Inevitably, almost every month, there's a patch that was released (or updated) by microsoft that Win Updates says I need that is either not showing in remediation center, or it shows installed already (if it's an updated patch v2, etc) when I still need the new version.  These are usually pretty straight forward PMImport issues that IF I can get the issues escalated to 'backline' - they're usually fixed, sometimes quickly, sometimes it takes a few weeks.
My problem isn't with backline sometimes taking long (although for critical security updates, waiting a few weeks is questionable).  I understand that patch support must be very complicated.  My complaint is getting those tickets escalated is often difficult at best.  When a ticket goes in, I try to be as descriptive as possible.  I've learned to include my OS, my PMIMport version, screenshots, etc.  Some of these tickets are so obvious PMImport issues, but Level 1 will come back sometimes asking me to describe the issue without any indication they read the info I put in the case, and then after going back and forth for days or weeks, asking me to run through the barrage of data collection from HOWTO60789 (which I shouldn't have to do for every patch case).  I get that they need XYZ in order to escalate, but I'm tired of every month going through the wringer.
I often ask if Support has a test environment, does the patch show for them, etc.  One time they told me 'yup works for us' and my issue was I wasn't selecting the right Microsoft data under the 'import patch data for windows' and I should check every single MS update there.  I refused, not wanting the clutter (it was an office update, I had all the office versions checked) and asked the tech to ask backline which update needed to be checked. Weeks later I got a reply that backline fixed the issue and now it works as expected without me checking anything additional in import patch data job.  It was questionable to me that it ever really was working for the tech in their test environment. 
I have 2 remaining tickets in for October win updates, and Level 1 tech assigned to the case seems to be doing his best, but seems to be getting the run around trying to escalate the case.  He replied that backline said "If you go to Programs and Features (Add/Remove Programs) in the Control Panel. Enable see Updates, are both of these updates installed? If they are showing installed there, but Windows Update says it is not. Then something is wrong with the Windows Update tool or within those two updates themselves.

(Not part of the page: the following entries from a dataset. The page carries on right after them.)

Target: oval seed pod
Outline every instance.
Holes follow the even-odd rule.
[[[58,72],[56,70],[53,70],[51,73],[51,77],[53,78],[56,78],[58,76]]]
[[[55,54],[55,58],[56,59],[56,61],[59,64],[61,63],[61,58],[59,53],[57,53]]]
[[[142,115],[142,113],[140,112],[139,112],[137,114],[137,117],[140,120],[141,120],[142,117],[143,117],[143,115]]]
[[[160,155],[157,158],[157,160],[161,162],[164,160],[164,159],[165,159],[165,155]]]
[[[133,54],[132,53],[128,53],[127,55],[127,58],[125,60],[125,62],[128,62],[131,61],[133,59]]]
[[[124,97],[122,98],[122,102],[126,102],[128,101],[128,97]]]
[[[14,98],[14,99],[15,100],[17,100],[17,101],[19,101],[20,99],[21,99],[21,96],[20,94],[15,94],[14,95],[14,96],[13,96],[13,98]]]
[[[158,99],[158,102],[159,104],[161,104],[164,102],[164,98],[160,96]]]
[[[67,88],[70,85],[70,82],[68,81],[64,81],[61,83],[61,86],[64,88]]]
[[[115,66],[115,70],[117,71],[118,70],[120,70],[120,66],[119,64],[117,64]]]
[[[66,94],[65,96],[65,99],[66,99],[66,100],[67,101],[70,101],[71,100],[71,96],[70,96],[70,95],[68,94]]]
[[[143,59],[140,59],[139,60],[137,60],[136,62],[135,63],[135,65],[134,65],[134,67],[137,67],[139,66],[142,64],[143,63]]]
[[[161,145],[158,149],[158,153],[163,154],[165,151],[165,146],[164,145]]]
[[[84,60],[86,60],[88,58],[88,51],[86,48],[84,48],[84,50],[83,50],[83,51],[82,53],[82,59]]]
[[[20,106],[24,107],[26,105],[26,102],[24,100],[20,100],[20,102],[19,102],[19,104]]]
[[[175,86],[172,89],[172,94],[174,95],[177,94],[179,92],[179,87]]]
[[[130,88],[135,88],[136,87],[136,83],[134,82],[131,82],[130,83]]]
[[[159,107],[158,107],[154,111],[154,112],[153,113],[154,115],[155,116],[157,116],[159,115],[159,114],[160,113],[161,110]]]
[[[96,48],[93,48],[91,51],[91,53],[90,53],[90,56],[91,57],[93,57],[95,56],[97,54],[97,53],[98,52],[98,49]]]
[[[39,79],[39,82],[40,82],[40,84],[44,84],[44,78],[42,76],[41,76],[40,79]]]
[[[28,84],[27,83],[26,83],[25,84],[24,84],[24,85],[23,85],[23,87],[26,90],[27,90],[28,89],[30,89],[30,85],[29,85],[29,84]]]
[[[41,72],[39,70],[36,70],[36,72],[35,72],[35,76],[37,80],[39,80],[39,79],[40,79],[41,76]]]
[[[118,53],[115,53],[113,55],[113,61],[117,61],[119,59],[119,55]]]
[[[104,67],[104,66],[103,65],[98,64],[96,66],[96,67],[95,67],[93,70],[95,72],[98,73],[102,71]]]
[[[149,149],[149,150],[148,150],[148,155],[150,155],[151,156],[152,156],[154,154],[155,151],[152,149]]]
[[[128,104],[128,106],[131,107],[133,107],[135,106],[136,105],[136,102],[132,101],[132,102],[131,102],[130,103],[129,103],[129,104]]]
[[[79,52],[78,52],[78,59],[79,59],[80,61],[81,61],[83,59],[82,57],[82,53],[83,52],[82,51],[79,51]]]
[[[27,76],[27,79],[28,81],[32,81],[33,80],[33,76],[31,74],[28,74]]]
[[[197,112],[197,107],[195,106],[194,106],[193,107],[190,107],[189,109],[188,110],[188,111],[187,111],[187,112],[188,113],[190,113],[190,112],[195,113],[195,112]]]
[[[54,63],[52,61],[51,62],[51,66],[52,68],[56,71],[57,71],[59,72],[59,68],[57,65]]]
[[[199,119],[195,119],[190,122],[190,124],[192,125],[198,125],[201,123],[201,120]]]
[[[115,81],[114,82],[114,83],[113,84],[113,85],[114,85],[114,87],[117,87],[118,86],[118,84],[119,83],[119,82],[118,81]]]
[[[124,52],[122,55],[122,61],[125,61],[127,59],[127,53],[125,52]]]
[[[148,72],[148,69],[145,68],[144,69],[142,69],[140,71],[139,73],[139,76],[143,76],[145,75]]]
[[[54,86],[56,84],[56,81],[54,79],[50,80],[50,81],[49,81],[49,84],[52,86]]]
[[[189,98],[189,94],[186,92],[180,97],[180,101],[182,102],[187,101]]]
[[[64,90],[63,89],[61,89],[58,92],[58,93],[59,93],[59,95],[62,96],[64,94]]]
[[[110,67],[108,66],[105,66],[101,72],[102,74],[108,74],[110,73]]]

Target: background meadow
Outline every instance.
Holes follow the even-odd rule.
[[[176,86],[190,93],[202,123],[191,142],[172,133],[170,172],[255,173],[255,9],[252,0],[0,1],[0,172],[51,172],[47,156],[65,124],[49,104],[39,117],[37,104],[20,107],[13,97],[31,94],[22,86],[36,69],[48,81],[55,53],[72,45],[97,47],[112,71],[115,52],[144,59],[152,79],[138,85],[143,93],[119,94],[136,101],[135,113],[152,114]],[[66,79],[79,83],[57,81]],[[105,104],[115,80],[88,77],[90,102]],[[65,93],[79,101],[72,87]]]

That would be something Microsoft would need to address."  In control panel, I don't have the win updates installed, and win upadte is correct.  Really, the odds that windows update is reporting wrong and remediation center is reporting right are slim to none in my book.
Patch is the reason I chose CMS because it represented one console where I could do anything.  I totally understand that PMImport issues are going to happen, but, as a customer, I am tired of feeling like the tickets I put in are inconveniencing backline and I need to do a handstand while bouncing a ball on my feet to get them to even look into it.  I'm paying for support.  I'm helping you to make your product better because I'd estimate 9/10 patch issues I put in are PMImport issues that must affect more than me.  I don't expect anything to get fixed overnight, but I do expect to be able to feel like my ticket is in the hands of someone who understands and is working towards a resolution.
Are others getting the run around almost every time they put a patch ticket in?  I used to have a great Sales Engineer contact at Symantec who would escalate any case I had issues with and it almost always lead to a quick resolution.  He has left the company, and the replacement isn't answering my emails.  One time on the forums I was given contact info for someone else who deals with patch issues exclusively, but he has also left the company.  
Any suggestions short of looking for a new PC management suite?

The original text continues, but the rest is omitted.